Dr Hari Priya Bandi, a neurosurgeon at the hospital, was in the midst of a routine procedure when she made an extraordinary finding. “Oh my god, you wouldn’t believe what I just found in this lady’s brain – and it’s alive and wriggling,” she exclaimed. She immediately called her medical colleagues for advice.

The roundworm specimen after being pulled out of the woman’s brain. Photograph: Canberra Health
The roundworm specimen after being pulled out of the woman’s brain. Photograph: Canberra Health

The live parasite, measuring an astonishing eight centimeters, turned out to be an Ophidascaris robertsi roundworm, typically found in pythons. This finding marks the world’s first known case of this snake roundworm species being discovered within a human brain. Surgeons were shocked while pulling the worm from patient’s brain.

Dr Sanjaya Senanayake, a distinguished infectious diseases physician, remarked, “Neurosurgeons regularly deal with infections in the brain, but this was a once-in-a-career finding. No one was expecting to find that.” The discovery prompted an urgent collaboration among medical professionals to determine the appropriate course of action. 

A team effort ensued, involving not only the hospital staff but also experts from outside the facility. The parasitic roundworm was sent to a specialist with extensive experience in parasites, who identified it as Ophidascaris robertsi. This species is usually found in pythons, which brought about the intriguing question of how it ended up in a human brain.

The woman lived in proximity to an area inhabited by carpet pythons, which led researchers to a hypothesis. Despite no direct contact with snakes, the patient often collected native grasses from the surroundings for culinary use.

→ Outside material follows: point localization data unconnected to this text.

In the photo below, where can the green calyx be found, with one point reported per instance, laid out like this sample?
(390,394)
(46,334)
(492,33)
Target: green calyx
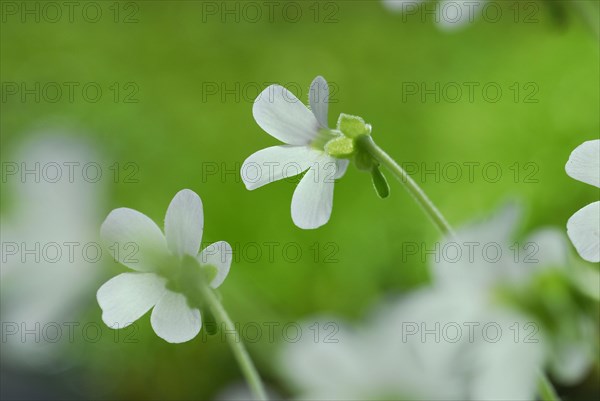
(353,126)
(340,147)
(349,129)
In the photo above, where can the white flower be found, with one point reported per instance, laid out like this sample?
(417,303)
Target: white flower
(41,282)
(450,14)
(158,258)
(584,226)
(283,116)
(455,333)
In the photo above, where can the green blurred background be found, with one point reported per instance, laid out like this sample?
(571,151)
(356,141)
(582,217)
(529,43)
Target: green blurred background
(178,131)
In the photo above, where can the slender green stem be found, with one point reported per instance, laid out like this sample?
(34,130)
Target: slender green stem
(545,389)
(237,346)
(415,190)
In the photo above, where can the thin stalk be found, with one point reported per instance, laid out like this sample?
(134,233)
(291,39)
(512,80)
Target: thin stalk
(237,346)
(413,188)
(545,388)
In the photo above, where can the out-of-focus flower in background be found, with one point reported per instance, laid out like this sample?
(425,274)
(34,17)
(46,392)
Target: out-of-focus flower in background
(305,133)
(51,257)
(472,332)
(449,14)
(159,282)
(583,227)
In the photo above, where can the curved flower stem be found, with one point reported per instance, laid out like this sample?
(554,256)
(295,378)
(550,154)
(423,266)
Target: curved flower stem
(237,347)
(415,190)
(545,389)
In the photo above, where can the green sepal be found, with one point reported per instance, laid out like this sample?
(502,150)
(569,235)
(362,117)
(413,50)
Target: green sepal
(353,126)
(363,160)
(209,323)
(340,147)
(380,183)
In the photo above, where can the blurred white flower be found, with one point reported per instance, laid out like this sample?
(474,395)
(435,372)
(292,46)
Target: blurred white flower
(48,223)
(283,116)
(449,14)
(583,227)
(453,340)
(161,272)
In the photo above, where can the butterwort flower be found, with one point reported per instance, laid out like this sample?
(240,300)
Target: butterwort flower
(166,268)
(310,146)
(583,227)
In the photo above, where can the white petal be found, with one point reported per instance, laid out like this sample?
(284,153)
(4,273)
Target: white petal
(584,163)
(275,163)
(173,320)
(126,297)
(134,239)
(284,117)
(218,255)
(452,14)
(583,229)
(184,223)
(313,198)
(318,98)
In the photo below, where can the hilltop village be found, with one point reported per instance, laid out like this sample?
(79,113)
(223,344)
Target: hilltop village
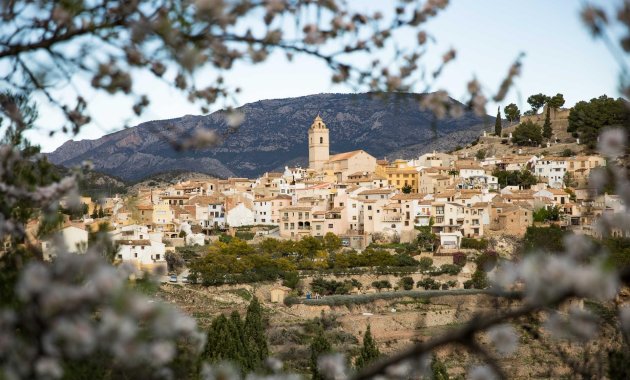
(460,197)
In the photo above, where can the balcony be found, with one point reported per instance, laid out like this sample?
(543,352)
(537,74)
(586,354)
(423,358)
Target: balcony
(392,218)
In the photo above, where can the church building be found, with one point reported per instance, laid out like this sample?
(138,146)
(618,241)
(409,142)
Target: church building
(340,165)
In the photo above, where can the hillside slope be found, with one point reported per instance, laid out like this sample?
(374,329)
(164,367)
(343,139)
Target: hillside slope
(274,134)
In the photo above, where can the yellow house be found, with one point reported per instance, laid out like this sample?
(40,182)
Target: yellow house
(279,293)
(399,175)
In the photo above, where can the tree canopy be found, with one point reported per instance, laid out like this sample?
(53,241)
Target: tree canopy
(369,351)
(512,113)
(587,119)
(527,133)
(537,101)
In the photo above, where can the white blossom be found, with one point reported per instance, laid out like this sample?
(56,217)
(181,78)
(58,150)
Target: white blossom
(612,142)
(482,372)
(504,338)
(624,318)
(333,367)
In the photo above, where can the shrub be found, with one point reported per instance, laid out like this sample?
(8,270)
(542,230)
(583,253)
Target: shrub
(244,235)
(428,283)
(291,280)
(382,284)
(487,261)
(459,258)
(425,263)
(474,243)
(451,269)
(326,287)
(406,283)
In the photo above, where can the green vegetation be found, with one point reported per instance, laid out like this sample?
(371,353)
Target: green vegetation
(471,243)
(527,133)
(319,346)
(547,130)
(481,154)
(438,369)
(360,299)
(426,239)
(512,113)
(587,119)
(545,214)
(329,287)
(537,101)
(238,341)
(497,123)
(546,239)
(523,178)
(244,235)
(405,283)
(381,284)
(479,280)
(369,351)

It is believed that a python’s feces might have carried the parasite into the grass, which she then inadvertently incorporated into her food or kitchen utensils.

The patient’s courageous journey didn’t end with the parasite’s removal. “You don’t want to be the first patient in the world with a roundworm found in pythons, and we really take our hats off to her. She’s been wonderful,” Dr Senanayake expressed. The patient’s recovery is progressing well, and ongoing monitoring is being conducted.